Dig a few inches into the rocky beaches of Prince William Sound or Alaska's Kenai Peninsula and the water that seeps in may shimmer strangely. Or the shallow pit will fill with a dark, viscous liquid. The effluences are oil left from the Exxon Valdez tanker that ran aground on Bligh Reef 21 years ago.
The midnight accident dumped 10.8 million gallons of oil into the cold sea and eventually soiled 1,300 miles of shoreline. Despite four years of cleanup efforts at a cost of $2.1 billion, the Valdez disaster lingers. Bigger spills have happened elsewhere since then, but none caused more extensive or lasting environmental damage.
You don't do "issue art" on a short timeline, and artist Carole Fisher has no attention-deficit disorder. After two decades she is still bulldogging the Exxon Valdez. It has been the catalyst for more than 25 of her art installations nationwide, the most recent opening Friday at the Minneapolis College of Art and Design (MCAD). "Sticks in the Mind: Alaska Oil Spill Project, 1989-2011," which runs through Feb. 20, is a three-dimensional collage of words, images, brochures, film and video footage, interviews and memorabilia related to the Valdez incident and more recent environmental episodes, including the 2010 oil rig explosion in the Gulf of Mexico.
"Oil spills happen everywhere, so why do I focus on this one?" Fisher asked rhetorically. "Because Alaska is the grand land, and we need to preserve it."

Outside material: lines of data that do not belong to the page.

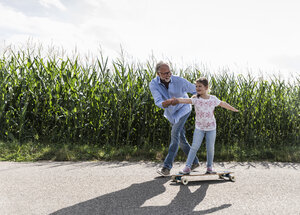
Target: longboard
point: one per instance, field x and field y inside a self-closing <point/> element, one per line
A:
<point x="184" y="179"/>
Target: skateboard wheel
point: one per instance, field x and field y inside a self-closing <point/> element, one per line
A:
<point x="184" y="181"/>
<point x="232" y="178"/>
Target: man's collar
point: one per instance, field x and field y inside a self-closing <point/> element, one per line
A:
<point x="159" y="80"/>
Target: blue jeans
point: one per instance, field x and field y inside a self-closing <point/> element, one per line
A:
<point x="210" y="138"/>
<point x="178" y="138"/>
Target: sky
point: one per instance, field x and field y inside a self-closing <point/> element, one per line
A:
<point x="259" y="34"/>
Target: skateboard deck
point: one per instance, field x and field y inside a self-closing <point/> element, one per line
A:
<point x="184" y="179"/>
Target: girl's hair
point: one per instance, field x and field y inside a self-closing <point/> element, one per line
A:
<point x="203" y="81"/>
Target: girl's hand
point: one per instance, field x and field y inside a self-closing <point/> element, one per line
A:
<point x="167" y="103"/>
<point x="175" y="101"/>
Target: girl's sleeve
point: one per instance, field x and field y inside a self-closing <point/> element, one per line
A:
<point x="217" y="101"/>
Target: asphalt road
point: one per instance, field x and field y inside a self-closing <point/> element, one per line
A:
<point x="135" y="188"/>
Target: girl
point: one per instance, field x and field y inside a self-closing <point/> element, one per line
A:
<point x="205" y="122"/>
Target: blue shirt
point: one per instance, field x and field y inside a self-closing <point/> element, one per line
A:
<point x="178" y="88"/>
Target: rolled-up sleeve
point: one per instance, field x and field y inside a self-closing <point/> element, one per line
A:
<point x="189" y="87"/>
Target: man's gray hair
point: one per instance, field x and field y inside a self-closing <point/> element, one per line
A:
<point x="160" y="64"/>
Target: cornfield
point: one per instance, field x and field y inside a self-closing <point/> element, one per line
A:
<point x="55" y="100"/>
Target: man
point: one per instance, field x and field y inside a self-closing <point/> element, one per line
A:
<point x="166" y="86"/>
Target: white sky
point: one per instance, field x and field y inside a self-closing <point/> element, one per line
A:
<point x="262" y="34"/>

The MCAD show will include a sample of Valdez oil gathered this past summer by a research vessel in Prince William Sound. Pockets of oil are still lodged in the crevices of the shores, potentially poisoning wildlife and ruining the coastline for fishers, hunters and tourists.
"It smells like a gas station," Fisher said. "It's on the beaches and in the sediment. It leaches into the water continually because of the wave action."
Trained as a painter and printmaker, Fisher taught at MCAD for 31 years before her retirement last summer. Over the years, her work has addressed such volatile topics as rape, incest, toxic waste sites, the explosion of the space shuttle Challenger and even the U.S. Army's secret spraying in the 1950s of her childhood neighborhood with zinc cadmium, a known carcinogen.
The oil-saturated creatures of the Valdez disaster proved especially potent. In various installations she has garnished the walls with huge silhouettes of birds, animals or people painted in broad black streaks that suggest oil stains.